But obesity appeared protective
CHICAGO -- Food insecurity was linked to childhood hypertension in a nationally representative dataset, according to a research group that also found that obesity moderates the association between the two in low-income settings.
One in five children ages 8-17 reportedly lived in a household with limited availability of nutritious food in 2007-2014, data from the National Health and Nutrition Examination Survey (NHANES) showed.
High blood pressure (BP) was more likely among these kids (14.4% versus 11.6% for "food-secure" peers, OR 1.25, 95% CI 1.04-1.50), said Andrew South, MD, and colleagues of Wake Forest School of Medicine in Winston-Salem, N.C., at a poster presented at Hypertension 2018, which is jointly sponsored by the American Heart Association and the American Society of Hypertension.
"We found that food insecurity was associated with an increased likelihood of high BP in a large, nationally representative cohort of U.S. children and adolescents, independent of obesity. Food insecurity likely has a significant impact on health and cardiovascular disease during childhood, so efforts to address food insecurity will also help reduce the burden of cardiovascular disease in children and in later adulthood," South suggested.
There were 7,125 children included in the study. Hypertension was defined as systolic or diastolic BP in at least the 90th percentile (age <13 years) or at least 120 mm Hg (if older); in NHANES, BP was an average of three measurements. Food security was evaluated using the U.S. Department of Agriculture Food Security Survey Module.
"It is well established that food insecurity is linked to health disparities in children and adults. While the relationship between food insecurity and hypertension is well known in adults, it had never previously been shown in children and adolescents," South told MedPage Today.
He said it is "very important" that clinicians understand what food insecurity is and who is at risk: "Clinicians should have honest conversations with their patients and their patients' families about their access to nutritionally adequate foods," South urged, noting that his center is one of several that have developed programs to support food-insecure individuals -- facilitating access to nutritionists and social workers, for example, or helping with applications to food assistance programs.
"Our study supports the idea of increasing access to nutritionally adequate food and educating healthcare providers and families as to the importance of adequate nutrition in order to prevent or attenuate disease."

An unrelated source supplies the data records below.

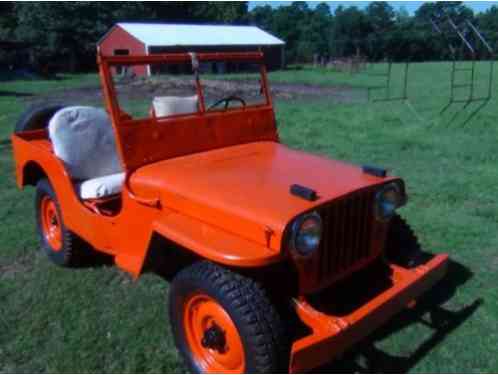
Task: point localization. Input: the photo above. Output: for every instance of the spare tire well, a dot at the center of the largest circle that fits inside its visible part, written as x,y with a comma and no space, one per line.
32,173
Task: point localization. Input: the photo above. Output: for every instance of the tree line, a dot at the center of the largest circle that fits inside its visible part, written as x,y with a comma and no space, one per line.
65,33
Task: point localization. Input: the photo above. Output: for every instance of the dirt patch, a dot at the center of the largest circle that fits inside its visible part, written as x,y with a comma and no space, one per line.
136,89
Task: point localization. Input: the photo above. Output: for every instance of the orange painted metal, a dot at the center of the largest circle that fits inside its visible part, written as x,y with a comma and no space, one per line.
200,314
218,184
333,334
50,223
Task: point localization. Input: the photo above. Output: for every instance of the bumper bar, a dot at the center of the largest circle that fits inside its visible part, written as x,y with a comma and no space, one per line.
331,335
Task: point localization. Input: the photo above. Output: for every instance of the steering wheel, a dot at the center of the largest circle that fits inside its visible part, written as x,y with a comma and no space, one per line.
227,100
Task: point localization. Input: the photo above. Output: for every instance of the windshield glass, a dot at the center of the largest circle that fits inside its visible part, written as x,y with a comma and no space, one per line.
171,89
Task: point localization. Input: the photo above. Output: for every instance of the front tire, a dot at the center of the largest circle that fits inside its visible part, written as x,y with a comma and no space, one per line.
62,246
224,322
402,246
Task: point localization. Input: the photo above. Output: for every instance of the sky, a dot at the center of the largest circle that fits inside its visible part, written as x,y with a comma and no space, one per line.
410,6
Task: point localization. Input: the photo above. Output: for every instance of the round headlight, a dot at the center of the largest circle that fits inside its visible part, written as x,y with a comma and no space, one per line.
306,233
388,200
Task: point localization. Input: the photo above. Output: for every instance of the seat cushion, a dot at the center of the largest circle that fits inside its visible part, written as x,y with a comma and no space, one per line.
83,138
101,186
174,105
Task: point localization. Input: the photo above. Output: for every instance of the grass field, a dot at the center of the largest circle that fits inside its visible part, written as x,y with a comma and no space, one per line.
97,320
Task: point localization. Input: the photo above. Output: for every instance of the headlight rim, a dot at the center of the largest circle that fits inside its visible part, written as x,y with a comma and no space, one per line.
295,228
398,187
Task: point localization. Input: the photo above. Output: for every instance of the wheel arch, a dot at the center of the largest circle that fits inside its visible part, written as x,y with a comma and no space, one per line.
32,172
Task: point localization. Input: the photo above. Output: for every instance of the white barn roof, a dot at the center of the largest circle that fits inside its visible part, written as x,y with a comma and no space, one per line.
199,35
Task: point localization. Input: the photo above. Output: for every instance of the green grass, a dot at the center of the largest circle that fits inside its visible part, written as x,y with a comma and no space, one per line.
97,320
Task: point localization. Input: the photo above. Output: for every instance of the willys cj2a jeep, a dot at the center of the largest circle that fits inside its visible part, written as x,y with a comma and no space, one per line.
280,260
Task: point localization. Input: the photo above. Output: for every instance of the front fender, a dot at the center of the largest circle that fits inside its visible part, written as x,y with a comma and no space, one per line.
213,243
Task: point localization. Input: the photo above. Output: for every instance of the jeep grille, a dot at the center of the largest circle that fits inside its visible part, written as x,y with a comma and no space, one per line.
351,239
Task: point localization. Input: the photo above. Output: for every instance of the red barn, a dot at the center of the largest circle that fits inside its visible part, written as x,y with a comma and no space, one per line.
149,38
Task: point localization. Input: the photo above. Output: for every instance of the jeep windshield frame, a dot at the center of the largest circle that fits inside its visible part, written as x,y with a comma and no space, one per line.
143,141
119,116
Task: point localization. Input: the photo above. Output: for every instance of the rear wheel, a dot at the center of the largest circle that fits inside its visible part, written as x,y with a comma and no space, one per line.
224,322
61,245
36,117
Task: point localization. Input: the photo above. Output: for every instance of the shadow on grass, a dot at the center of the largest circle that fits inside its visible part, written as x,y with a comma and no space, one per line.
15,94
442,321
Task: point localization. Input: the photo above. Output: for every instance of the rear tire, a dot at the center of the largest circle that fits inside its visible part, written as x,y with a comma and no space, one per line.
36,117
62,246
224,322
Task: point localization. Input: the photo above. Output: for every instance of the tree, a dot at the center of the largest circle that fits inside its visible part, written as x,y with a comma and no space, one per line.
381,16
262,16
7,19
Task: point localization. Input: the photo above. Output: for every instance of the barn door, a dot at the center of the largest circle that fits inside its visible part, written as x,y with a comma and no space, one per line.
121,70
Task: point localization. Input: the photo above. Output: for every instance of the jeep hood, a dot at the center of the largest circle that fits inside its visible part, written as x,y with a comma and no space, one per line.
245,189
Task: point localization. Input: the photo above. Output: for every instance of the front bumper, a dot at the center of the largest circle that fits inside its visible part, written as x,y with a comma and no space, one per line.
333,334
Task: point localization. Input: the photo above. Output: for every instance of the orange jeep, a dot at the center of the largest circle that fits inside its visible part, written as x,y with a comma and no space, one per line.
280,260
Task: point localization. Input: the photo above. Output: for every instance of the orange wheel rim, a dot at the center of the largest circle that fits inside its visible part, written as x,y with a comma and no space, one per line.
50,223
212,337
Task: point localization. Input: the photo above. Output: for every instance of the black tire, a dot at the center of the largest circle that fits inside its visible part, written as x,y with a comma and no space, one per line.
36,117
402,246
260,327
72,250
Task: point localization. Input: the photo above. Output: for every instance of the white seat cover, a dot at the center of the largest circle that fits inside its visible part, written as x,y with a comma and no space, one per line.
174,105
101,186
83,138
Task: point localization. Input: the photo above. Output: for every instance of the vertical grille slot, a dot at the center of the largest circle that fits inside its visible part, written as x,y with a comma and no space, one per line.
347,235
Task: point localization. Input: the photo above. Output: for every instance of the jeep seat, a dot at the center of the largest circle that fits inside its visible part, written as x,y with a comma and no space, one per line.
83,138
174,105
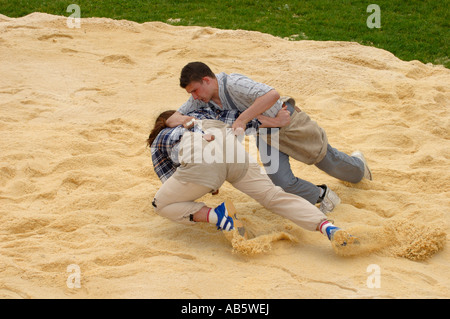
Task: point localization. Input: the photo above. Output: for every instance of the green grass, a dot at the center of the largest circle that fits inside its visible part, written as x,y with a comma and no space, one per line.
412,30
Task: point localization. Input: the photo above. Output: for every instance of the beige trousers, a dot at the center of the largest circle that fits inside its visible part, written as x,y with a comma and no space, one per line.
175,200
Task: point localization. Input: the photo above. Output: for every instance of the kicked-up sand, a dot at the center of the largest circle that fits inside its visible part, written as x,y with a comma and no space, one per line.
76,178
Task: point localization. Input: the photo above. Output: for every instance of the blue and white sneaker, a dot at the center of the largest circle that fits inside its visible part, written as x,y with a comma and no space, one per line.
340,237
224,221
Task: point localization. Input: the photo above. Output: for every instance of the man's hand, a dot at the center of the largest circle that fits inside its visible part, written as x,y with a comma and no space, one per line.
283,116
188,122
239,127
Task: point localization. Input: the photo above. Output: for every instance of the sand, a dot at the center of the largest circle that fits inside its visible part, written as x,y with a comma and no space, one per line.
76,178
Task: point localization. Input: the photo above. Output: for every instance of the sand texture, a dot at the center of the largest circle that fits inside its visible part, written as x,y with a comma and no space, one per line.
76,178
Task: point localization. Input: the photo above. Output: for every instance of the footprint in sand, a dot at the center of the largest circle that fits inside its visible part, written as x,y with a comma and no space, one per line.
118,59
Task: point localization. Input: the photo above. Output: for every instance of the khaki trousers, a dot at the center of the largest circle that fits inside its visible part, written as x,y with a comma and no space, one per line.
175,200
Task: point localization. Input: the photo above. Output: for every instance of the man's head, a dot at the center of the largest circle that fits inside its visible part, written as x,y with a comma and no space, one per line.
198,79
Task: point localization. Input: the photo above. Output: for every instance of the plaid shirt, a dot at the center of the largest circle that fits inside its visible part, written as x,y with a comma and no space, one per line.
167,139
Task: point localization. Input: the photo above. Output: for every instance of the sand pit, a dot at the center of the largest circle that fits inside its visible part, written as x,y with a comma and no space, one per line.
76,180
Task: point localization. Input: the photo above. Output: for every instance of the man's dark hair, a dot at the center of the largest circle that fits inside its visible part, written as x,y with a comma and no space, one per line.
194,71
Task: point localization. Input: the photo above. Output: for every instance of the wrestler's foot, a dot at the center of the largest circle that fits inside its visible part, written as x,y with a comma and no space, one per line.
329,200
224,221
341,238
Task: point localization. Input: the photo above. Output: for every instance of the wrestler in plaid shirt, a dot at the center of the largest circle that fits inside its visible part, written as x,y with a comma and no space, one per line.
162,147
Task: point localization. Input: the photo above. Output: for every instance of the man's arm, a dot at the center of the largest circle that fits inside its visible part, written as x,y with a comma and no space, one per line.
261,104
283,118
178,119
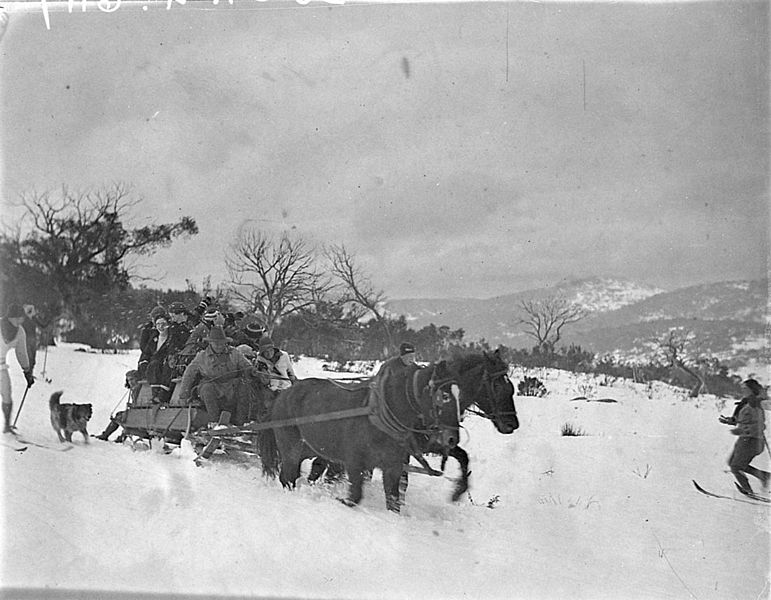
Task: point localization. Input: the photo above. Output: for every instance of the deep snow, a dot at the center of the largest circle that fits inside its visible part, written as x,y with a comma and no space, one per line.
611,514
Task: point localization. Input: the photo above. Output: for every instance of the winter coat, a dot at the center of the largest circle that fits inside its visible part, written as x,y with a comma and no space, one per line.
18,343
751,421
218,370
30,331
197,339
280,365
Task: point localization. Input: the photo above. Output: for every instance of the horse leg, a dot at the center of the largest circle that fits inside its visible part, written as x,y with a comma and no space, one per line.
290,448
355,485
317,469
335,472
461,485
394,477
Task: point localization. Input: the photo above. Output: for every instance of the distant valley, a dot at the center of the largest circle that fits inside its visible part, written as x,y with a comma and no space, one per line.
728,318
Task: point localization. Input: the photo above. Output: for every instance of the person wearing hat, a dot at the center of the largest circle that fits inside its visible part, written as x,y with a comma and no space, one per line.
217,370
750,423
197,339
147,329
13,338
31,323
405,358
277,364
179,330
152,338
251,334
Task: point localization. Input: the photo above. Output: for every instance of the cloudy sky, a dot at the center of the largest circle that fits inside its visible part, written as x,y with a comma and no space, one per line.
458,149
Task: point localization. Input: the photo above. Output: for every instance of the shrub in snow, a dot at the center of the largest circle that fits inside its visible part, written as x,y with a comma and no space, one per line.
531,386
568,429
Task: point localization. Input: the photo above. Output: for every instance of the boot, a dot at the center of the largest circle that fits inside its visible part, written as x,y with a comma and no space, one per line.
7,410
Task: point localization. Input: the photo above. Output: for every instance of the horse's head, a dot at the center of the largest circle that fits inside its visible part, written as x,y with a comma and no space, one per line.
484,381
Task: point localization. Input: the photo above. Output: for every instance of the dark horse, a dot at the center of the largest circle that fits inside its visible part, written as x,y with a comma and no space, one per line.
412,403
483,380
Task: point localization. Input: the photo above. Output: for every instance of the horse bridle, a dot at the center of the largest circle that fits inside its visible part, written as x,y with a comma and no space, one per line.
487,385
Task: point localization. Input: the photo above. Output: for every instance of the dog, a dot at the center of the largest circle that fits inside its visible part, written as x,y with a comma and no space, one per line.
68,418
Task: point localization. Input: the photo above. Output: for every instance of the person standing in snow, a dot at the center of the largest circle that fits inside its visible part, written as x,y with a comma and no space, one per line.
750,423
31,324
13,337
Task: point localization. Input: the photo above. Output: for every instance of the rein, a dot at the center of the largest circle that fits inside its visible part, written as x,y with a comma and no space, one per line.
486,385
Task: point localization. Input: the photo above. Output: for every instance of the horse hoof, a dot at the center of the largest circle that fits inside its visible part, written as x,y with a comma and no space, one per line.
460,489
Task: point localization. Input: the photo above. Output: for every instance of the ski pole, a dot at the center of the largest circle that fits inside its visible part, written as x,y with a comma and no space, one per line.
45,360
21,405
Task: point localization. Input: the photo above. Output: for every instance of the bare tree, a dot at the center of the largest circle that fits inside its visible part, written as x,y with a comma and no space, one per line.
274,277
356,287
76,245
544,319
678,347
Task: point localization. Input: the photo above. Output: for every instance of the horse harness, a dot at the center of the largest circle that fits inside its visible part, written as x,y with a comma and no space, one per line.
384,419
486,385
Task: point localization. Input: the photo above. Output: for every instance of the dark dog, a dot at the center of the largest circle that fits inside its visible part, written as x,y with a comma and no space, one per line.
68,418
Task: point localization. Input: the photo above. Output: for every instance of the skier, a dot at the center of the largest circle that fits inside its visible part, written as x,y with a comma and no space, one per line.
750,423
13,337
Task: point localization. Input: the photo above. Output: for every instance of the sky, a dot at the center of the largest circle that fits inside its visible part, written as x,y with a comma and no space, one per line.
458,150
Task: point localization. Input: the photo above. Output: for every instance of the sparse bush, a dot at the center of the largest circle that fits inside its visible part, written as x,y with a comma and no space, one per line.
571,430
531,386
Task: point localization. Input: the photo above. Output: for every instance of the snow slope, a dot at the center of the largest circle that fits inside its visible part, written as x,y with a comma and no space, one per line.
611,514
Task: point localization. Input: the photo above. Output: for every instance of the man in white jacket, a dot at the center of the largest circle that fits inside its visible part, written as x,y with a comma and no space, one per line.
13,337
277,364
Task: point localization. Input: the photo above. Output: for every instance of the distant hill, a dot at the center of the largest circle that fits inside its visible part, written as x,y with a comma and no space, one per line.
624,316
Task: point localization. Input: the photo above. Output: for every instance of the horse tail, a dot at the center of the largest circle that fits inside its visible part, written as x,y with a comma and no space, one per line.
269,453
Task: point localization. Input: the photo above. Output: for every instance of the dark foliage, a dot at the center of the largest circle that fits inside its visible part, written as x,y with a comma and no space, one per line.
531,386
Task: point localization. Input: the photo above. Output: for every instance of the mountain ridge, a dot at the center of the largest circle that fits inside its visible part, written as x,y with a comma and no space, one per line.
623,316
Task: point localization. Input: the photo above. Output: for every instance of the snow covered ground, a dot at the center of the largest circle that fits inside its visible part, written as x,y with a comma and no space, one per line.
612,514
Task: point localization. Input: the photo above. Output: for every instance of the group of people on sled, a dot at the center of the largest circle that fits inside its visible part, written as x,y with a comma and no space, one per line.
205,350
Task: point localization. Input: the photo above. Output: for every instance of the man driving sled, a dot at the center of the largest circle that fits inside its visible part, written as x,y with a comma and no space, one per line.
217,370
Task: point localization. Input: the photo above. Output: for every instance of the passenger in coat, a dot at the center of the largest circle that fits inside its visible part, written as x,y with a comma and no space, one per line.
180,331
217,371
396,365
277,364
12,338
156,352
749,427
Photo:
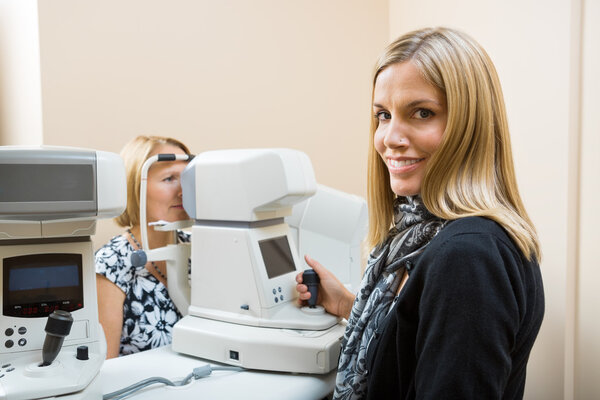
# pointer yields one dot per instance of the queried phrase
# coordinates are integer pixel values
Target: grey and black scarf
(414, 227)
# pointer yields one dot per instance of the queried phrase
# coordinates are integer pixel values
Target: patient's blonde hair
(472, 172)
(134, 154)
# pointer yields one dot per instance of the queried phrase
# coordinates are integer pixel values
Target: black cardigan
(464, 323)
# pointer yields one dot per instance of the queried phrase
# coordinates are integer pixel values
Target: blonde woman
(134, 306)
(452, 298)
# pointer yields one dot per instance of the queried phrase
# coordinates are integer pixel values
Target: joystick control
(57, 327)
(311, 279)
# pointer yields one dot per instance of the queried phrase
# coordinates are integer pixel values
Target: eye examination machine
(50, 198)
(252, 209)
(243, 309)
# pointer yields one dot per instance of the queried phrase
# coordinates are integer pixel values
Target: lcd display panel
(46, 182)
(277, 256)
(35, 285)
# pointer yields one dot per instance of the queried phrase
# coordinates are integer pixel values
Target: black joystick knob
(57, 327)
(311, 279)
(138, 258)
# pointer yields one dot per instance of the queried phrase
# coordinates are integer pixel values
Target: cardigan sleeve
(469, 317)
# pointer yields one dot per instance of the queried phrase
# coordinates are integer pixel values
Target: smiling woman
(411, 115)
(134, 306)
(452, 298)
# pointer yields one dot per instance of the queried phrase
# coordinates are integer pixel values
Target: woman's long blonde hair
(472, 172)
(134, 154)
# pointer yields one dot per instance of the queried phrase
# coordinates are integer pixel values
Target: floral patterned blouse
(148, 312)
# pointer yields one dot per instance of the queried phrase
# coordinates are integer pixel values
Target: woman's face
(412, 116)
(163, 201)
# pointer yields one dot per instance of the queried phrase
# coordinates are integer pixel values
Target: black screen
(277, 256)
(46, 182)
(37, 284)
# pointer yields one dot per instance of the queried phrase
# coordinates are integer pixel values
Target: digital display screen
(46, 182)
(277, 256)
(35, 285)
(48, 277)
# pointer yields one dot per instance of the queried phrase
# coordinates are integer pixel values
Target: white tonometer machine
(243, 308)
(50, 199)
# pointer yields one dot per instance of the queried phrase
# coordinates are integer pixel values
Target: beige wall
(535, 51)
(20, 94)
(587, 366)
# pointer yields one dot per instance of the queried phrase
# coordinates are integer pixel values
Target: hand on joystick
(311, 279)
(57, 327)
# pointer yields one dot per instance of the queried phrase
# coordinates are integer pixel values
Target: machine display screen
(277, 256)
(46, 182)
(35, 285)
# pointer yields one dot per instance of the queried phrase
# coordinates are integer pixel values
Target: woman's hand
(333, 295)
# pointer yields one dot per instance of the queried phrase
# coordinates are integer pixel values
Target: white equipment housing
(244, 307)
(50, 199)
(330, 227)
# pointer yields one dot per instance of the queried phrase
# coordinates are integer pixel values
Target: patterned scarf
(414, 227)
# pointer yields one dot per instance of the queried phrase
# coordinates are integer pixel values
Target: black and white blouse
(148, 312)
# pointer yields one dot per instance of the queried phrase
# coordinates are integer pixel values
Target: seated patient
(134, 306)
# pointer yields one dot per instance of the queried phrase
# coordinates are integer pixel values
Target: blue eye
(424, 113)
(383, 115)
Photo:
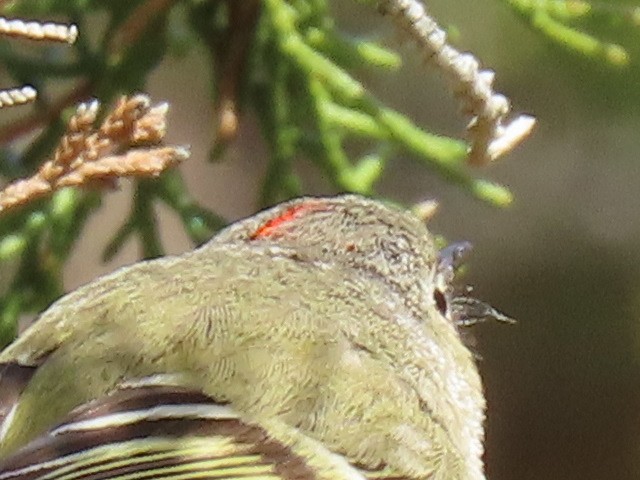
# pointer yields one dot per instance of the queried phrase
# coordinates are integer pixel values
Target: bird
(315, 339)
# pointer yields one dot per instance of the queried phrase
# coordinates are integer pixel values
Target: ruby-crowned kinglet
(328, 317)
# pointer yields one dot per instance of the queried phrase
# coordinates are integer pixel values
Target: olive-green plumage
(318, 313)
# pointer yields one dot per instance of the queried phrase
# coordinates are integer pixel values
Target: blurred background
(563, 384)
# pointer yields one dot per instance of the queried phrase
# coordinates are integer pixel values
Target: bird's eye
(441, 301)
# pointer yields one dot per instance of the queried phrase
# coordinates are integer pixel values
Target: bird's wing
(171, 433)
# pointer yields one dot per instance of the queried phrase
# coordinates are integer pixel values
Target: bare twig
(48, 32)
(490, 136)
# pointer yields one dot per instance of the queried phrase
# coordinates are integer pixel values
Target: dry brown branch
(27, 125)
(89, 156)
(48, 32)
(491, 134)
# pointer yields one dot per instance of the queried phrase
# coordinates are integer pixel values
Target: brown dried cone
(89, 156)
(326, 321)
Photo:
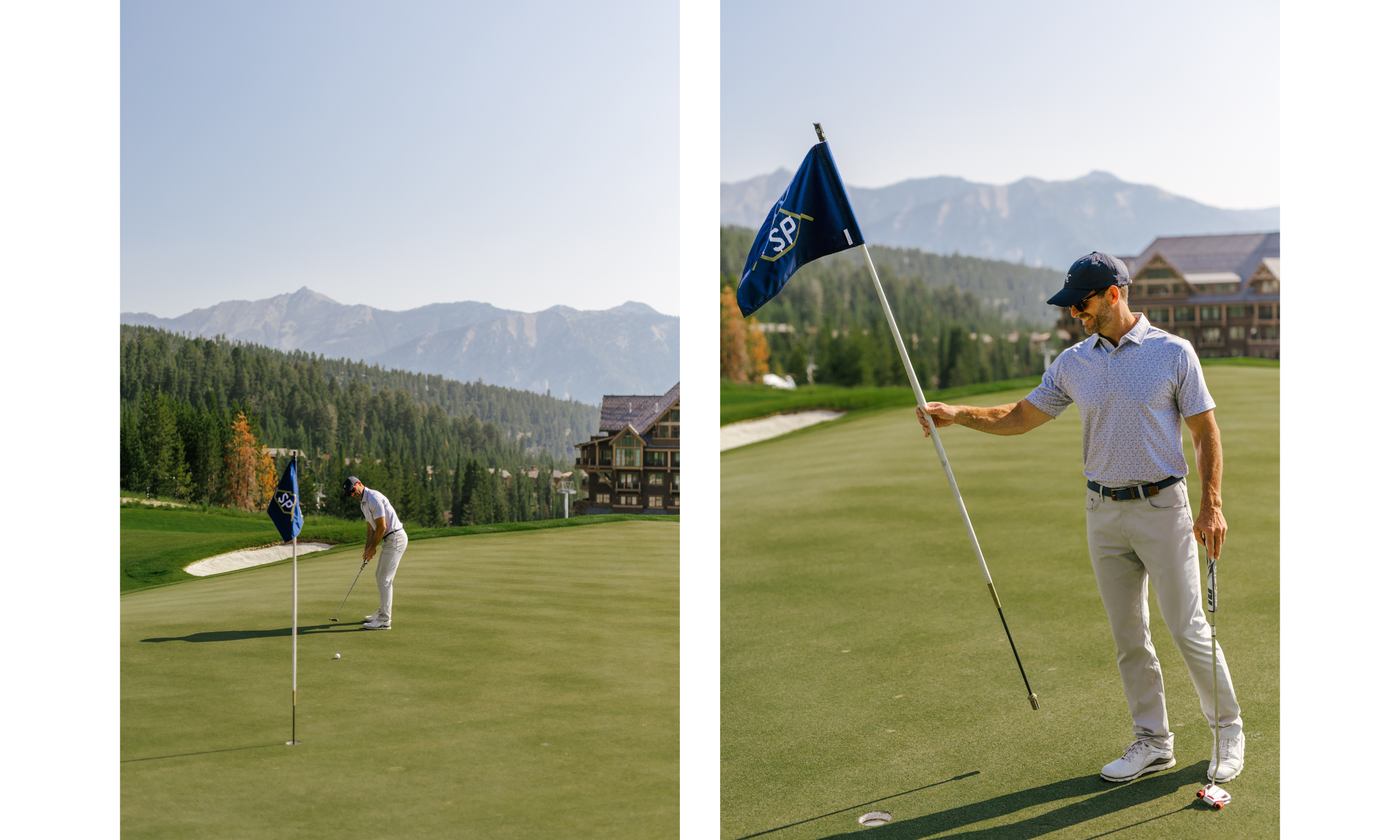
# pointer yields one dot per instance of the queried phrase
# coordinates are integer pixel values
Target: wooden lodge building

Separately, a single-center study showed that food insecurity was associated with lower odds of hypertension in overweight and obese children, South's group showed.
The overall association between food insecurity and childhood hypertension that was found in the NHANES-based analysis was not replicated in a retrospective chart review of 2,688 children from a low-income population who visited a pediatric residency continuity clinic in 2016-2017. Similarly, living in a "food desert" had no impact on hypertension regardless of the child's body mass index.
On multivariable analysis, however, food insecurity was associated with lower odds of having high BP in overweight and obese children (beta coefficient -0.09, 95% CI -0.18 to -0.001), according to South and colleagues in another poster at the meeting. No such relationship existed in children of healthy weight.
Overweight and obese children in food-insecure households "may have different dietary intake than children in food-secure households, and this may decrease their risk for hypertension," the authors suggested. "More research is needed to investigate why children with obesity and food insecurity have less hypertension than children with obesity who are food secure."
What was different about the team's second study was that food insecurity was assessed with the two-item Hunger Vital Sign and that children ages 2-17 were included. In the end, food insecurity was reported among 9% of the group.
The rates of overweight and obesity were 18% and 26%, respectively, and the hypertension rate was 11%.
"The most likely reason that we did not exactly replicate our findings from the larger national cohort study is that we had a smaller sample size in the local cohort study," South said. Other possibilities include having a predominantly Hispanic (70%) local cohort, "so the factors that contribute to food insecurity as well as high blood pressure may have differed between the two study groups.
"The results of these two studies speak to the complex nature of food insecurity and how its effects on health disparities is multifaceted," he continued. "There are biological and social aspects to food insecurity, including genetic contributions, chronic physiologic stress, nutritional intake, physical activity, and geographic limitations."
What the local cohort study suggests, South said, is that nutritional impact also plays a role, as subjects without obesity demonstrated a stronger link between food insecurity and high BP.
South reported having no conflicts of interest.